Quantum Entanglement and the Big Bang

[atlucas]

I don't know how to shorten this question. Deep breath:

If particles that interact physically and become separated are entangled, then once this was proven through experimentation wouldn't local realism theory have to be false since the universe as we know it arose from a singularity?

I know we are unfamiliar with the physical laws at a singularity, but in that case maybe I could say just large chunks of the universe are entangled as things "cooled down" and matter formed. And I suppose the heart of my question is: wouldn't that imply that most "natural" particles - particles that exist outside of a lab - are already entangled with other, perhaps distant, particles?

 

[DrChinese]

I don't know how to shorten this question. Deep breath:

If particles that interact physically and become separated are entangled, then once this was proven through experimentation wouldn't local realism theory have to be false since the universe as we know it arose from a singularity?

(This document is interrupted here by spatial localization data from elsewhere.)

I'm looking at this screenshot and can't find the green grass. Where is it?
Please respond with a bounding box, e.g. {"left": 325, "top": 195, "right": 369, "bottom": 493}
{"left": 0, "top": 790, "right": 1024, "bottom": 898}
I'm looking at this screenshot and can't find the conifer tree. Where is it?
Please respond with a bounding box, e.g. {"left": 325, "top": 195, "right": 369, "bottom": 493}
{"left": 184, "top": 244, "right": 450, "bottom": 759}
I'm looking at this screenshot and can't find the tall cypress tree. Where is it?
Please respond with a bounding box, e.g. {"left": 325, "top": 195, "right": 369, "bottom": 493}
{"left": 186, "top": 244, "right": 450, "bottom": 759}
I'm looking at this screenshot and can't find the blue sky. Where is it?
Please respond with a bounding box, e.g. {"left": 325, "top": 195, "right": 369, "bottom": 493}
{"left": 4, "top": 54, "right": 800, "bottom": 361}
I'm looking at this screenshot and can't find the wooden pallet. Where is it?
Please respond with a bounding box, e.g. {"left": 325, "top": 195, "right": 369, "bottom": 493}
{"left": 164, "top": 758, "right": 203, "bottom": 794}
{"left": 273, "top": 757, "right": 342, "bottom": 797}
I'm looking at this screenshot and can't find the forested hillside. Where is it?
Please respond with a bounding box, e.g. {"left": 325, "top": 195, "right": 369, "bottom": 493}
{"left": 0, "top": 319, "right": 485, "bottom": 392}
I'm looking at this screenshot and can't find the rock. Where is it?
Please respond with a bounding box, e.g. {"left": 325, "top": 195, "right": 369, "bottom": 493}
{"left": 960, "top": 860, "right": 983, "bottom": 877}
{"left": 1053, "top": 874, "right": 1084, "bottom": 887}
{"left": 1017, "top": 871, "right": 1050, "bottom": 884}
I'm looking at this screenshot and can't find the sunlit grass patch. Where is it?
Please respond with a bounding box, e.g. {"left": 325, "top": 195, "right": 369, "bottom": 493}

Welcome to PhysicsForums, atlucas!

As you describe it, the answer is no. Those conditions alone would not be enough to disprove local realism, as this could result from local conditions even after the universe separated. You still need something like Bell's Theorem.

 

[atlucas]

Okay, the follow up question: Can multiple particles become entangled? Say if two electrons share a bonding orbital in... carbon dioxide, then they are split up in some chemical process, are those electrons still entangled? Or would they become disentangled with one another and instead entangled with their new orbital "partners?"

It is my understanding that the wave function collapses only from/after observation, so by that postulate you could entangle a series of particles with one another, observe one, and make conclusions about the states of all the others in the series, yes?

 

[ibysaiyan]

Okay, the follow up question: Can multiple particles become entangled? Say if two electrons share a bonding orbital in... carbon dioxide, then they are split up in some chemical process, are those electrons still entangled? Or would they become disentangled with one another and instead entangled with their new orbital "partners?"

It is my understanding that the wave function collapses only from/after observation, so by that postulate you could entangle a series of particles with one another, observe one, and make conclusions about the states of all the others in the series, yes?

I am not much knowledgeable in QM ,yet I am sure DrChinese or any other respectable users will give you an in depth answer.
However , From what I have gathered so far entanglement of photons is preferred /convenient than say an electron,due to variables involved.Often particles in decay tend be entangled due to conservation laws of physics so I don't see why it'd be wrong to make assumptions of the other 'unobserved entangled counterpart/s' since we know that conservation comes into play.

-ibysaiyan

 

[DrChinese]

Okay, the follow up question: Can multiple particles become entangled? Say if two electrons share a bonding orbital in... carbon dioxide, then they are split up in some chemical process, are those electrons still entangled? Or would they become disentangled with one another and instead entangled with their new orbital "partners?"

It is my understanding that the wave function collapses only from/after observation, so by that postulate you could entangle a series of particles with one another, observe one, and make conclusions about the states of all the others in the series, yes?

Yes, you can entangle multiple particles and this has been demonstrated. However, the result is not quite as you might expect. Assume you have 3 particles: A, B and C and these are entangled with some observable such that:

A+B+C=0

If you later find A=+1, then you now know that B+C=-1. So you do not get certain knowledge of B alone from measuring A.